Related Publications

Help to Save: Defusing the pensions time bomb

11 million people are at risk of entering ‘pensioner poverty’ when they retire. With the average pension pot standing at £36,800 a person will need to save six and a half times more to reach the £240,000 required to generate the government’s recommended retirement income of £16,200. Help to Save calls for government to make it obligatory for people to save for their retirement by removing the opt-out in the existing auto-enrolment scheme while also increasing individual contributions to pensions as their incomes rise over time.

Ringfencing UK Banks: More of a problem than a solution

This report argues that a rigid ringfence around UK banking activities risks creating a swathe of unintended consequences including further closures of high street branches and even the end of ‘free’ banking. However, due to the amount of political capital already expended on legislation, ringfencing legislation is unlikely to be abandoned, so the report sets out a number of recommendations to ensure that UK banks remain competitive and are in a position to be able to lend to businesses and consumers.

Financing Small and Growing Firms post

A new Policy Exchange report, The Fog of Law, co-authored by Tom Tugendhat and Laura Croft, shows how the application of civilian norms to military conduct has led to a surge in legal claims against the Ministry of Defence (MOD).
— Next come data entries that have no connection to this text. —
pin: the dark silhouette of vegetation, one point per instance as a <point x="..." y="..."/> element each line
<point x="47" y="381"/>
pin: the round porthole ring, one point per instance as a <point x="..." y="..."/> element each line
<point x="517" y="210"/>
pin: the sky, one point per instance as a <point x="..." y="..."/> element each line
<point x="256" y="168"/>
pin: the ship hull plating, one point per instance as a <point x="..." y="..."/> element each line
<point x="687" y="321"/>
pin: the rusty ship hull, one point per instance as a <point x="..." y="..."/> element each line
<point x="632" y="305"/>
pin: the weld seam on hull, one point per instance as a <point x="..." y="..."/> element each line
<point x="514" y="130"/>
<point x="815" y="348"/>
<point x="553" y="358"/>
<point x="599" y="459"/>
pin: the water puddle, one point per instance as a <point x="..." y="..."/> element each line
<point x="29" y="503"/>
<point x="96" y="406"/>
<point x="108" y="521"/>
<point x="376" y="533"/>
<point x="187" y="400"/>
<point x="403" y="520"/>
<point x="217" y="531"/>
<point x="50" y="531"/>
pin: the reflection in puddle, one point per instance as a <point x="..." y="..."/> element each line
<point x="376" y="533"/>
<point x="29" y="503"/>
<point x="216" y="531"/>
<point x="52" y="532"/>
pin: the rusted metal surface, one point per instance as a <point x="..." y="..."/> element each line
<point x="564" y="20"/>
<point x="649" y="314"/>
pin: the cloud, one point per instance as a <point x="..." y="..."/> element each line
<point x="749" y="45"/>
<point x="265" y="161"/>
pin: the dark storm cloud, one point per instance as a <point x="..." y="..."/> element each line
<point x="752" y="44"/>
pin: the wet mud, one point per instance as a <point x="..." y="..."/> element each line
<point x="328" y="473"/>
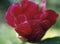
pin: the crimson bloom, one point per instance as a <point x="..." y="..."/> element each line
<point x="29" y="20"/>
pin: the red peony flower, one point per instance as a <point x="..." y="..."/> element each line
<point x="29" y="20"/>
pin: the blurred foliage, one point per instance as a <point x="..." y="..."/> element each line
<point x="8" y="35"/>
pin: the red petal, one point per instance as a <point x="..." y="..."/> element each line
<point x="52" y="16"/>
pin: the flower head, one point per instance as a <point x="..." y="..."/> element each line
<point x="29" y="20"/>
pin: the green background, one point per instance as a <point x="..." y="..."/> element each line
<point x="9" y="36"/>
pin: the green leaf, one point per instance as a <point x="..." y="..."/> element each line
<point x="55" y="40"/>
The costs of litigation have now risen out of proportion with forecasts, with the number of claims brought against the MOD totalling 5,827 in 2012-2013.

Privatising the Banks: Creating a new generation of shareholders

Privatising the Banks examines four scenarios for the state to sell off RBS and Lloyds, arguing that the best approach will be a mass share distribution coupled with sales to retail and institutional investors. Under the mass share distribution, applying taxpayers will receive shares worth £1,100-£1,650 on a no upfront cost, no risk basis.

Capital Requirements: Gold plate or lead weight?

Bank lending to private companies in the UK has fallen in every single year since the financial crisis, dropping a staggering £57 billion since 2008. Capital Requirements: Gold plate or lead weight? says that the primary reason for this lack of credit is due to the financial regulator’s desire to raise the capital requirements of UK banks.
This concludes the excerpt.